For muscle strength, they used a device that measures maximum force of the knee extensors (the muscles that allow you to straighten your knee) and found that 19 percent of the subjects had low muscle strength. (In their legs, at least.)
The results, published in Medicine and Science in Sports and Exercise, found that those with low musclestrength were more than twice as likely to have died during the follow up period than those with normal muscle strength. TWICE AS LIKELY TO DIE! In contrast, having low muscle mass didn’t seem to matter as much.
The key takeaway from this study is that function/strength matters much more than how big your muscles are. This is good news for us older adults – it’s not so much about what we look like, but more about how strong we are. I’m inspired to keep encouraging my clients (and myself!) to continue with their functional squats and lunges.
The second study took aim at the perception that strength training is an afterthought in public health guidelines. You probably know that we’re supposed to get 150 minutes of moderate exercise or 75 minutes of vigorous exercise per week. Tons of data support the beneficial health effects of hitting this goal.

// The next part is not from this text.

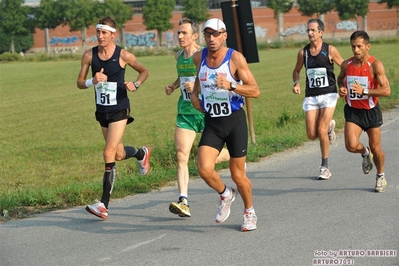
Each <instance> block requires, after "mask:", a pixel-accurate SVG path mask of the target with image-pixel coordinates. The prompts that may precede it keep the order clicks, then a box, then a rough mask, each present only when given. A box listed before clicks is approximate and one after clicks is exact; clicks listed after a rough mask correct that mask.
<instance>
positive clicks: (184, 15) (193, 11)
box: [181, 0, 210, 24]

But the guidelines also suggest doing “strength promoting exercise” at least twice a week – a clause that’s often forgotten and the benefits of which are usually framed in terms of avoiding frailty and improving the quality of life, rather than extending it.
Researchers in Australia analyzed data from 80,00 adults in England and Scotland who completed surveys about their physical activity patterns starting in the 1990s. The impressive result was that those who reported doing any strength training were 23 percent less likely to die during the study period and 31 percent less likely to die of cancer.
The good news is that strength training in a gym and doing bodyweight exercises (hello again, squats and lunges) confer roughly equivalent benefits. So if you can’t go to the gym these Covid 19 days, you’ll get the same benefits if you do your functional strength training at home.
Aerobic exercise is still crucial, especially for protection against heart disease. The findings of the study showed that the best outcomes of all – a 29 percent reduction in mortality risk – accrued to those who met both the aerobic and strength training guidelines.
In summary, “strength training is good for you.” Old news, but I’m hoping that the results from these two studies will inspire you to strength train at least twice a week.